A Triple Dip Investment

life hacking Jul 01, 2022

What if I told you there was an investment vehicle where you could contribute pre-tax, it grows tax free, and you can withdraw it tax free when used for certain expenses? You’d probably want to use it, right?

There is such an investment that I’ve used over the years and I love it!

It’s called a Health Savings Account or HSA for short.

You can invest in an HSA if you have a qualifying high deductible insurance plan with your employer (or with your own insurance provider if self-employed). You should check to see if your current health plan has an HSA option or if it makes financial sense to switch to another health plan with an HSA option.

The contribution limit for an HSA each year is $7,300 for a family (this is the 2022 rate & it usually goes up each year).

So, check this out:

- When you contribute $7,300 over the course of the year, it reduces your taxable income by that same amount - awesome!

- Then as the $7,300 grows in a good, low-cost index fund, you’ll not pay taxes on that growth inside the HSA - also awesome!

- Finally, when you pull it out for qualifying medical expenses over the course of your life, there will be no tax when you withdraw it - very awesome!

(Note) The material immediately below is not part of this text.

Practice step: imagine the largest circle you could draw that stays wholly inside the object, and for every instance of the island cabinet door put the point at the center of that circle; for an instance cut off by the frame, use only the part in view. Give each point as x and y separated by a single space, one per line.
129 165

There’s literally no other investment like this.

What’s the catch?

You have to use they money on qualifying medical expenses — doctors, medicines, prescriptions, surgeries, etc. You get the idea. These costs certainly add up over the course of many years (and including all of your family members).

Do you lose the money if you don’t have enough qualifying medical expenses over the course of your life? No. Once you turn 65, you can withdraw it just like a 401k. You’ll just have to pay income tax like on your 401k/403b (double dip instead of triple dip) since you didn’t use it on medical expenses.

Here’s the common F.I.R.E. Community hack for HSAs:

- Contribute the full amount each year

- Save all of your qualifying medical expense receipts (but don’t draw money out to pay for them)

- Let it grow over the course of many years/decades

- When you hit retirement, you can start drawing out the money TAX FREE (even better than your 401k or 403b) by reimbursing yourself for all of your medical expenses over the last 20+ years. Believe it or not, you can pay yourself back for medical expenses from 20 years ago with the HSA (assuming you kept receipts/proof).

- Let’s say you had $50-100k in qualifying medical expenses over the last few decades, you can pull all of that out at one-time TAX FREE just by producing the receipts (or you could draw it out over the course of a few years). Chances are you may have well over $50-100k in the account & you can use the rest to cover all medical expenses for the rest of your life. It can even pay your Medicare premiums in retirement! Amazing!

If you can invest in an HSA, I’d highly recommend it! It’s one of the best investment vehicles out there!